Based on the novel by Thomas Mallon and adapted by Ron Nyswaner, “Fellow Travelers” follows two gay men who meet at the height of McCarthyism and traces their romance over decades, from the ’50s to the ’80s. If this reminds you of another film, it’s “The Way We Were,” with Jewish being replaced by Queer, Robert Redford’s golden boy Hubbell Gardiner morphing into tall, dark, and handsome Matt Bomer’s Hawkins Fuller, and Barbra Streisand’s lovestruck Katie Morosky becoming the Catholic and bespectacled Tim Laughlin, played by Jonathan Bailey.
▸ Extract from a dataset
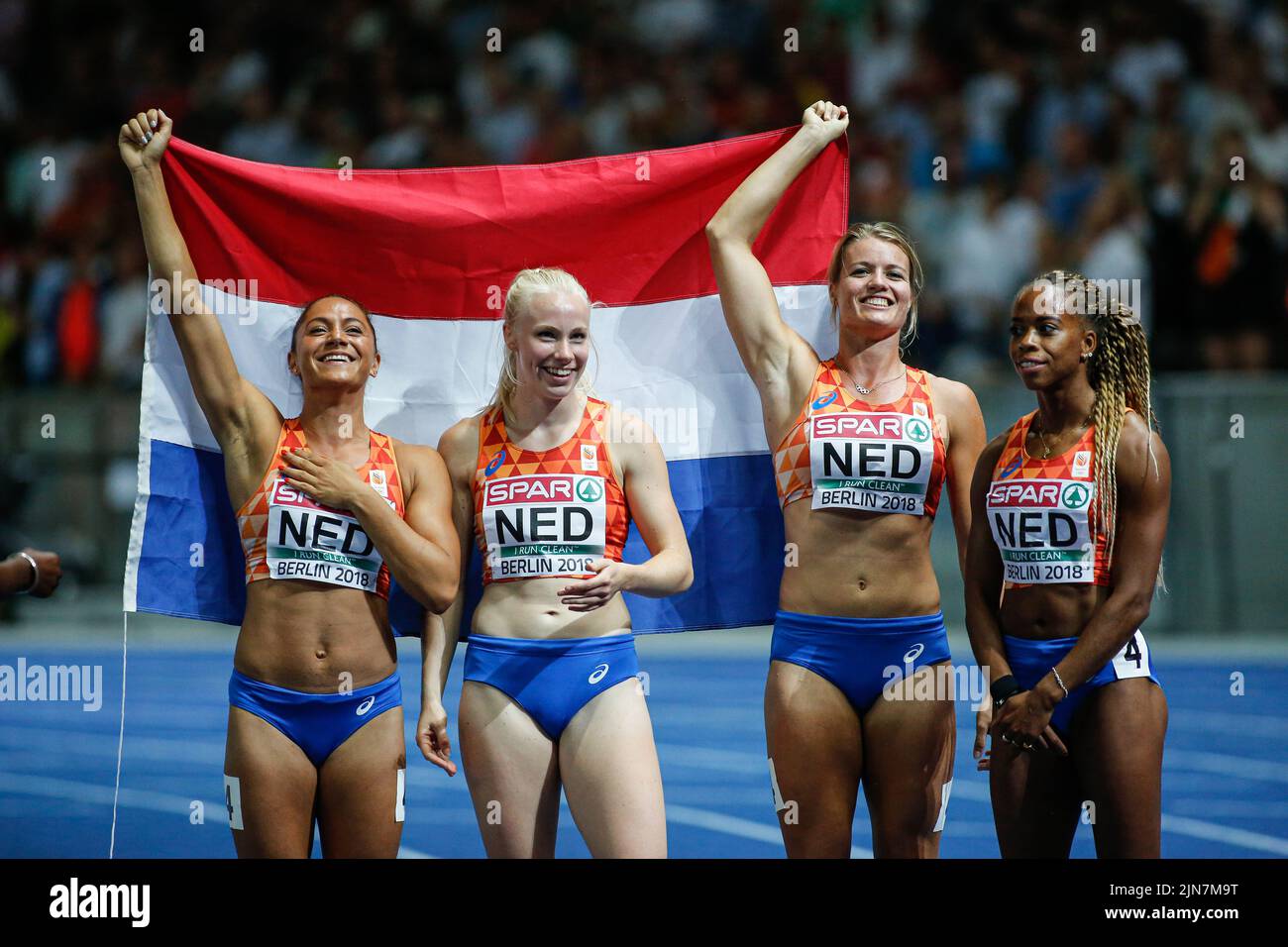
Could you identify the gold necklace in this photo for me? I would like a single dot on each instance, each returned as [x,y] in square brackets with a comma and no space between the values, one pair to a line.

The series opens with the “Lavender Scare” of the early 1950s when hundreds of LGBTQ+ men and women lost their government positions during the anti-communist and anti-gay witchhunts of the early Eisenhower/Nixon era. Nyswaner skillfully weaves a story that involves both fictional and real-life characters. The audience is introduced to Senator Joe McCarthy (played by Chris Bauer) his bulldog Roy Cohn (played by Will Brill), and Cohn’s pretty boy David Schine (Matt Visser) the heir to a hotel chain fortune (Lillian Hellman dubbed them “Bonnie, Bonnie, and Clyde.”) Cohn, who was responsible for sending the Rosenbergs to the gas chamber and was featured prominently as a character in “Angels in America,” was both a victim and complicit in homophobia and died from an AIDS-related illness; McCarthy had numerous gay one-night stands, while the relationship between Cohn and Schine has always been a mystery. These men interact with Hawkins and Tim at cocktail parties and government functions always just a heartbeat away from destroying their lives and careers. However, it was one of McCarthy’s trysts in the gay demimonde that ended up being one of the many things that destroyed him.
Tim, who initially works in McCarthy’s office falls madly in love with Hawkins, a person who knows the ropes and will do anything to protect his government career, including marrying his boss (the fictitious Senator Smith, a McCarthy opponent, played by Linus Roach)’s daughter, the long-suffering Allison Williams. Like Barbra’s Katie, this leaves Bailey’s Tim out in the cold, a life wasted pining for someone who can never reciprocate their love. There are, however, a trove of deliciously explicit if predictable sex scenes with Bomer’s Hawkins always aggressively on top and Bailey’s Tim a very submissive bottom.
In addition to the main storyline, the movie has two subplots that involve LGBTQ+ characters. The first one revolves around a Black journalist, played by Jelani Alladin, who has a drag queen boyfriend – oh that old cliche! The other subplot features a lesbian government employee, played by Erin Neufer, who has a girlfriend that she abruptly and callously throws under the bus when the ax begins to fall. Unfortunately, these storylines seem to be included solely for diversity; they come across as mere padding and distract from the main plot.
Overall, compulsively watchable, just not a classic.